Her ne kadar faşizm, küçük burjuvaziyi ve bunalım sonucunda sapıtmış ya da sosyalist devrimin yetersizliğiyle hayal kırıklığına uğramış işsizleri birleştirerek tutucu hale gelen burjuva ideolojisinin temel prensiplerinin (aile, mülkiyet, ahlâki düzen, ulus) savunmasını yapmaya kendini adamış olsa da, bizzat kendisi ideolojik kökene sahip değildir. Kendisini olduğu gibi gösterir: Arkaik sahte-değerlerle (ırk, kan, lider) tanımlanmış bir cemaate mensup olmayı gerektiren mitin şiddetli bir dirilişidir. Faşizm teknik açıdan donanımlı arkaizmdir. Onun mitinin parçalanmış ersatzı (İkâme) en modern şartlandırma ve yanıltma yöntemlerinin gösteri bağlamında yeniden canlandırılmasıdır. Böylece faşizm modern gösterinin oluşumundaki etkenlerden biri olur ve eski işçi hareketinin yok edilmesindeki rolü onu mevcut toplumun kurucu güçlerinden biri hâline getirir; ama faşizm kapitalist düzeni korumanın en pahalı yolu olduğu için sahneyi genellikle kapitalist devletlerin oynadığı başrollere terk etmek zorunda kalır ve bu düzenin daha güçlü ve daha rasyonel biçimleri tarafından dışlanır.

– İşçi sınıfı için onlara meta-zamanının [/gösteri tahakkümünün] “özgür”(!) üretici ve tüketici statüsünü kazandırmanın ilk koşulu onların kendi zamanlarının tamamen ellerinden alınmasıdır. Çünkü gösterisel yapıdaki proleterin yanılsamalı bilinci yaşaması buna bağlıdır. Peki bundan dolayı gösterinin içinde kaybolan bir bireyin zamana karşı tavrı nasıldır? Yaşamın gelip geçici olması bu durumda ne derece etkili olabilir?

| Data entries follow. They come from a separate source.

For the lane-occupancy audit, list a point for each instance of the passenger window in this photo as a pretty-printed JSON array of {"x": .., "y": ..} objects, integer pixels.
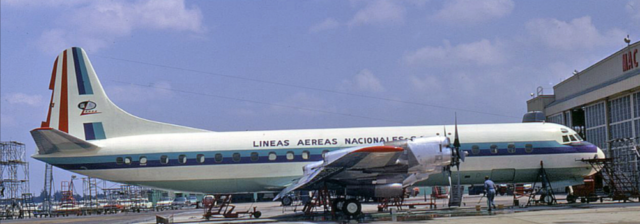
[
  {"x": 494, "y": 149},
  {"x": 573, "y": 138},
  {"x": 511, "y": 148},
  {"x": 200, "y": 158},
  {"x": 475, "y": 149},
  {"x": 289, "y": 155},
  {"x": 272, "y": 156},
  {"x": 305, "y": 155},
  {"x": 236, "y": 157},
  {"x": 528, "y": 148}
]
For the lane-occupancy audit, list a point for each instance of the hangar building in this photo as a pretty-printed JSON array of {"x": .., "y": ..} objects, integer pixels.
[{"x": 602, "y": 103}]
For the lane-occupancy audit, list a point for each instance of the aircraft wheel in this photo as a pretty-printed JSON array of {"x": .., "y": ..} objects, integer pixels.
[
  {"x": 337, "y": 204},
  {"x": 352, "y": 207},
  {"x": 571, "y": 199},
  {"x": 286, "y": 201}
]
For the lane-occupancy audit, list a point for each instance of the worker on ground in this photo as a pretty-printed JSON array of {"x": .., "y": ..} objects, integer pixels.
[{"x": 490, "y": 191}]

Hem uyanma ve uykunun doğal döngüsüne bağımlılıkta hem bireysel geri dönüşsüz zamanın bir yaşamın yıpranmasındaki varlığında olduğu gibi, emekte yer alan kaçınılmaz biyolojik unsur, modern üretim açısından sadece tâli bir öneme sahiptir.; bunun sonucu olarak da bu unsurlar üretim hareketinin resmi bildirilerinde ve bu kesintisiz zaferin elle tutulabilir ifadesi olan tüketilebilir ganimetlerinde önemsenmezler. Kendi dünyasının tahrif edilmiş hareket merkezinde hareketsiz bırakılmış olan seyircinin bilinci, artık yaşamını kendini gerçekleştirmeye ve ölüme bir geçiş olarak sürdüremez. Yaşamı üzerindeki tasarruf hakkından vazgeçen kişi artık ölümünü kabul edemez. Hayat sigortası reklamlarının yaptığı tek şey, bu iktisadi kayıptan sona, sistemin düzenini sağlama almadan ölmenin suç olduğunu ileri sürmektir; American way of death (Amerikan tarzı ölüm) reklamları, bu karşılaşmada yaşam görünüşlerinin en büyük bölümünü elinde tutma kapasitesini vurgularlar. Reklam bombardımanlarının geri kalan bütün cephelerinde ise yaşlanmak kesinlikle yasaktır. Tek tek herkes için tasarlanan ve en sıradan kullanıma sunulan bir “gençlik sermayesi” bile mali sermayenin sağlam ve biriken gerçekliğine asla ulaşamazdı. Ölümün bu toplumsal yokluğu yaşamın toplumsal yokluğuyla özdeştir.

– Canımı yakıyorsun!

– Hiç intihar etmeyi düşündün mü?

– Hayır.

– Ben intihar edeceğim!

– …

– 40. yaş günümde. Hala hayatta olursam…

– Neden?..

– Ben yaşlanmak istemiyorum!

Naked (1993)

– Son olarak ne söylemek istersiniz?

Tersyüz edilmiş hakikatin maddi temellerinden kurtulmak; işte çağımızın kurtuluşunu oluşturan şey budur. “Dünyaya hakikati yerleştirmeye dair bu tarihsel misyon”u ne tecrit edilmiş birey ne de manipülasyonlara boyun eğmiş darmadağınık kalabalık (= kitle, gösteri toplumu – HİK) yerine getirebilir; bu misyonu ancak bugün ve daima, gerçekleşmiş demokrasinin yabancılaştırmayan biçimine, yani pratik teorinin kendi kendini denetlediği ve kendi eylemini görebildiği Konsey’e bütün iktidarını devretmek suretiyle bütün sınıfların çözülmesini gerçekleştirmeye muktedir sınıf yerine getirebilir. Bu kurtuluş, bireylerin “doğrudan doğruya evrensel tarihe bağlı oldukları” ve diyaloğun, kendi koşullarının zaferini sağlamak için silahlandığı yerden başka yerde mümkün değildir.